Friday, July 13, 2012

Prayer and life


OUR prayer should reflect the drama of our life. It should do so not only in the general features of our life, but also and most especially in the detailed, day-to-day twists and turns of our life.

If we understand what prayer really is, then we can and should also understand why it should be that way. That’s because prayer is where we unite all the events of our life, both the big ones and the small, with God.

Our life is supposed to be a life with God. It’s not just our life. It is God’s and ours. That’s how we have been created. That’s how we have been equipped and outfitted.

We are image and likeness of God, and with his grace made also children of his, meant to participate in his very own life. As image and likeness of God, we have been equipped with intelligence and will so that we can potentially enter into his life.
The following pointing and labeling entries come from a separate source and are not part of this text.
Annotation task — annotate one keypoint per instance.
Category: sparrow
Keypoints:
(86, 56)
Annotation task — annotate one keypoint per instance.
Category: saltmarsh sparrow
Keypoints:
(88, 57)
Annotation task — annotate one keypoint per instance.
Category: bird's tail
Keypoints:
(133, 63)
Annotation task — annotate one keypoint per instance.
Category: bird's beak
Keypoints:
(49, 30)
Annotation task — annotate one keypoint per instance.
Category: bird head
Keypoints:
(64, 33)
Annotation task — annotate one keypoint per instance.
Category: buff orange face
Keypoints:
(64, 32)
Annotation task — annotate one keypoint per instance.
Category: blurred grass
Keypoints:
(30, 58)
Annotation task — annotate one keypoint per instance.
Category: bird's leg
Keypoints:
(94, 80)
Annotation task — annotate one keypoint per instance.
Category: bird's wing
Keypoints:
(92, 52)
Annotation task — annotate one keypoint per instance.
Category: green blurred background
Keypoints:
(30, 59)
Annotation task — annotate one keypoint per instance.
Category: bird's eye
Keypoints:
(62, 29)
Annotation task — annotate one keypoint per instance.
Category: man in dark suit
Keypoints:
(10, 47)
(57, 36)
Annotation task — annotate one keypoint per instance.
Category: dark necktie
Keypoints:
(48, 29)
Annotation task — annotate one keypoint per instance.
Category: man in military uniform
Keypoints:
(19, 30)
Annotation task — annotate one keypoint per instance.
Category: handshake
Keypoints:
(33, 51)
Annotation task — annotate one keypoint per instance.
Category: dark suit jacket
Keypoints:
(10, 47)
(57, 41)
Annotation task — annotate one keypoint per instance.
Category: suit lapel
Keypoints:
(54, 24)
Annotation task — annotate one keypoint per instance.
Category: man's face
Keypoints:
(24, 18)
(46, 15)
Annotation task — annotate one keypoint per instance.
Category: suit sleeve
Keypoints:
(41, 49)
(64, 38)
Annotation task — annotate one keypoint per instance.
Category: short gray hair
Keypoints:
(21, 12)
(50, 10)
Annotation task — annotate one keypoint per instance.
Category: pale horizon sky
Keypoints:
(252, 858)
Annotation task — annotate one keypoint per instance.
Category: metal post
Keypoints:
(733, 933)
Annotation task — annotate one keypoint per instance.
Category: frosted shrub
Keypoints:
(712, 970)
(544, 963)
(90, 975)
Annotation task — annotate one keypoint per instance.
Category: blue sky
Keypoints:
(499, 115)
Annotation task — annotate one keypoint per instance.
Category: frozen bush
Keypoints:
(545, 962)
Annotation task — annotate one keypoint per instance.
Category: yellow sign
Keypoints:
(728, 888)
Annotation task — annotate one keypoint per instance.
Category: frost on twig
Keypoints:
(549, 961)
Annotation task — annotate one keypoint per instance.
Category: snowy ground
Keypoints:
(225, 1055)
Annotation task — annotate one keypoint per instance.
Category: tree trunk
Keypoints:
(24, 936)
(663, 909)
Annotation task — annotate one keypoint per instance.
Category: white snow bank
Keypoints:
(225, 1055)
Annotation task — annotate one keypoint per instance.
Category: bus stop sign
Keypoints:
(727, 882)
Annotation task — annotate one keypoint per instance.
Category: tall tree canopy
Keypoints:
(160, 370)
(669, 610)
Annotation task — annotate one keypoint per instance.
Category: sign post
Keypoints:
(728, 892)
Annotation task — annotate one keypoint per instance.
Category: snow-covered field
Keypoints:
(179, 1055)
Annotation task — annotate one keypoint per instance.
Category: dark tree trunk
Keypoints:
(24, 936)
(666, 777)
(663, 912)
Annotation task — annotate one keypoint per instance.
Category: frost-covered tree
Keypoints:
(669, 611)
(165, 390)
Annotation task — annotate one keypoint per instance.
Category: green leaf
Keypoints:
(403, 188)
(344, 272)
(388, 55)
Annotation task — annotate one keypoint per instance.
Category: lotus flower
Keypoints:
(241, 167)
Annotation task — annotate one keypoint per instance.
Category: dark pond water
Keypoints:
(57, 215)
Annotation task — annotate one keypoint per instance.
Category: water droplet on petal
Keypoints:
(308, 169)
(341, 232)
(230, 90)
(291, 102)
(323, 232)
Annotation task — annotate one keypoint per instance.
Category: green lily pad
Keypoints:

And with his grace, we can actually share in that divine, trinitarian life, making us children of his, and not just another creature. Our status and dignity in the whole of the material universe is actually the highest.

In short, we can say that while God is objectively with us, we have to make sure that we subjectively should be aware of God being with us. And that’s what prayer really is. It’s our basic way of corresponding to God in our objectively unbreakable and intimate relation with him.

More than just mouthing some vocal prayers, which are also moments of prayer, it’s the moment-to-moment awareness of God’s presence, made alive by referring everything to him—conferring with him, consulting, asking questions or help, etc.—that comprises our prayer.

We also have to overcome the understanding of prayer that considers it as some kind of special and sublime moments with God that rarely come, if at all, in our life. That would make prayer detached from our daily concerns.

It’s unfortunate that many of us still have this kind of understanding about prayer. Prayer has become a very special moment reserved for some extraordinary events and situations, when it should be the very heart beat of our spiritual life that underwrites and supports our natural and human life.

It’s important therefore that in our very consciousness of things, we always include God. Without God, we can say that we are detached from him, from our Creator and Father, and from the source, in fact, of our life in its proper state.

Obviously, this is something that we have to train ourselves in. While the grace of God is always available, we need to correspond to that grace to attain this state of mind and life itself, where we are abidingly aware of God’s presence in us and around us.

This is also what is meant to be a contemplative. We are designed to be that way. To be contemplative is not only for some nuns and other religious and consecrated men and women. It’s meant for all of us!

So, we need to learn to be constantly discerning of God’s presence and, in fact, also of his unfolding providence in our daily life. We have to be wary of our usual and easy tendency to see things only very humanly or naturally, just depending on what we see or feel, or even just what our intelligence can understand.

That way of seeing things restricts us to the externals, to the appearances, and at best to the natural essences of things and the confusing play they make in the different aspects of human life—social, professional, economic, political, etc.

We have to learn to think theologically, that is, to always infuse our senses and thoughts with the truths of our faith. Our thinking should not only be fed and nourished by what are merely sensible and intelligible. It has to be leavened by the truths of faith.

Toward this end, we have to realize the need to discipline our senses, feelings, passions, moods and also our thinking and desiring. We just cannot let them go on their own, unsupervised, so to speak, by the contribution of our faith.

That’s why I recommend spending time to meditate on the truths of our faith, so that these truths can really sink deep in our consciousness and become firm convictions that can give energy, meaning and direction to the different aspects of our life.

Saints have done that, the Church recommends it unceasingly. I think there is no other formula for us to make prayer our life really, and not just an application.